London’s blue-chip index pushed higher at the end of the week, helped by a strong showing from British Airways owner International Airlines Group (IAG).
IAG’s shares flew up by 5.84% or 37.4p during the session, closing the day at 678p, making it one of the top risers on the FTSE 100 which ended the day up 0.86% or 64.45 points at 7,567.14.
It came as IAG reported a sharp increase in first quarter profit on Friday, helped in part by the timing of Easter.
Operating profit in the three months to March 31 rose 75% to 280 million euros (£247 million), traditionally the weakest quarter of the year for airlines, while underlying revenues rose 1%.
George Salmon, an equity analyst at Hargreaves Lansdown, said: “IAG is adding more passengers, and its planes are taking off with fewer empty seats. That’s helping the top line grow nicely.
“But we think the really impressive part of these results is the group’s tighter grip on controllable costs.”
It also emerged during the day that Norwegian Air Shuttle (NAS) had rejected two takeover offers from IAG.
Pearson’s shares also jumped up after it said its “cost efficiency programme” was on track to deliver £300 million of annualised savings by 2020.
The group was the top FTSE 100 riser on the news, with shares closing the day 7.66% or 63.6p higher at 893.6p.
Across Europe, France’s Cac 40 was up 0.26%, while the Dax in Germany rose 1.02%.

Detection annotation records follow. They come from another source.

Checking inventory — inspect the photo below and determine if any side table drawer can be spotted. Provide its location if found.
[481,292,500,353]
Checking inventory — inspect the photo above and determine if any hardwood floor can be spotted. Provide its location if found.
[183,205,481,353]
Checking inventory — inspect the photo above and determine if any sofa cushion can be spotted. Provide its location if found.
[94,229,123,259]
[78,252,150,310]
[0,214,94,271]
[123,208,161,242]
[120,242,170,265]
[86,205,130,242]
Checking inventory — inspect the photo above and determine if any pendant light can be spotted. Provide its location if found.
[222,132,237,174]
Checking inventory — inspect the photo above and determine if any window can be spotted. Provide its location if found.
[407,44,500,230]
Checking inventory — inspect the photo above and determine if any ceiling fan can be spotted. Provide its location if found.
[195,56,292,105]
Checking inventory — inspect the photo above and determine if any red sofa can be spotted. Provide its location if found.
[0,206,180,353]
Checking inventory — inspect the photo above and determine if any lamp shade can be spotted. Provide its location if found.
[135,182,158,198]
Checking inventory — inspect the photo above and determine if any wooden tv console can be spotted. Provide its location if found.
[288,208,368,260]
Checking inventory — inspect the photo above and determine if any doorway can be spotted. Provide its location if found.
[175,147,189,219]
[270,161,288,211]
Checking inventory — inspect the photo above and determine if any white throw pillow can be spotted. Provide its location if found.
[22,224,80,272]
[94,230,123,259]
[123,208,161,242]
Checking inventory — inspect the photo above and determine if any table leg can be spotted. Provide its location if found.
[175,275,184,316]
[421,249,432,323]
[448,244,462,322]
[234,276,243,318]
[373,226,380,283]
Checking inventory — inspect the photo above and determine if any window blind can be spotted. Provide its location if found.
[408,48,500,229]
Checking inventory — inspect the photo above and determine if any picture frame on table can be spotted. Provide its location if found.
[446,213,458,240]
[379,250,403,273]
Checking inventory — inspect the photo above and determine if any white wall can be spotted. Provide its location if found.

Sterling was down on the strength of the US dollar following healthy jobs data from across the pond.
US non-farm payroll data showed the unemployment rate fell to 3.9% in April, an 18-year low, although non-farm payrolls rose by just 164,000, less than analysts were expecting.
Sterling was down 0.37% against the dollar at 1.352. Against the euro, the pound was flat at 1.133.
David Madden, market analyst at CMC Markets, said: “These number weren’t amazing, but the US jobs market is healthy. The earnings figures were a little disappointing.
“March earnings were revised lower too. Earnings data has become more important recently, and today’s numbers point to a plateauing in the US economy.”
In oil markets, Brent crude prices were relatively stable, rising 1.62% to 74.85 US dollars per barrel.
In UK stocks, HSBC’s shares were hit after it revealed a surprise drop in profits.
The London-based banking giant saw pre-tax profit slip 4% in the period to 4.8 billion US dollars (£3.5 billion), largely due to a hike in operating expenses.
The bank also announced a two billion US dollar (£1.5 billion) share buyback. Shares were down 0.96% or 6.9p at 714.4p.
Fantasy miniatures maker Games Workshop upgraded its profits forecast for the full year, but the retailer’s shares remained fairly flat over the session.
The Nottingham-based group said that a solid few months of sales in the three months to April 30 will help full-year profits to come in “slightly above expectations”. Stellar results have been helped by online sales and the continued popularity of tabletop game Warhammer. Shares closed the day up 0.2% or 5p at 2,445p.
The biggest risers on the FTSE 100 were Pearson up 63.6p to 893.6p, IAG up 37.4p to 678p, Reckitt Benckiser up 167p to 5,727p and BHP Billiton up 43.4p to 1,601.4p.
The biggest fallers on the FTSE 100 were Evraz down 8.4p to 481.6p, Standard Life Aberdeen down 5.4p to 362.3p, Berkeley Group down 47p to 4,076p and HSBC down 6.9p to 714.4p.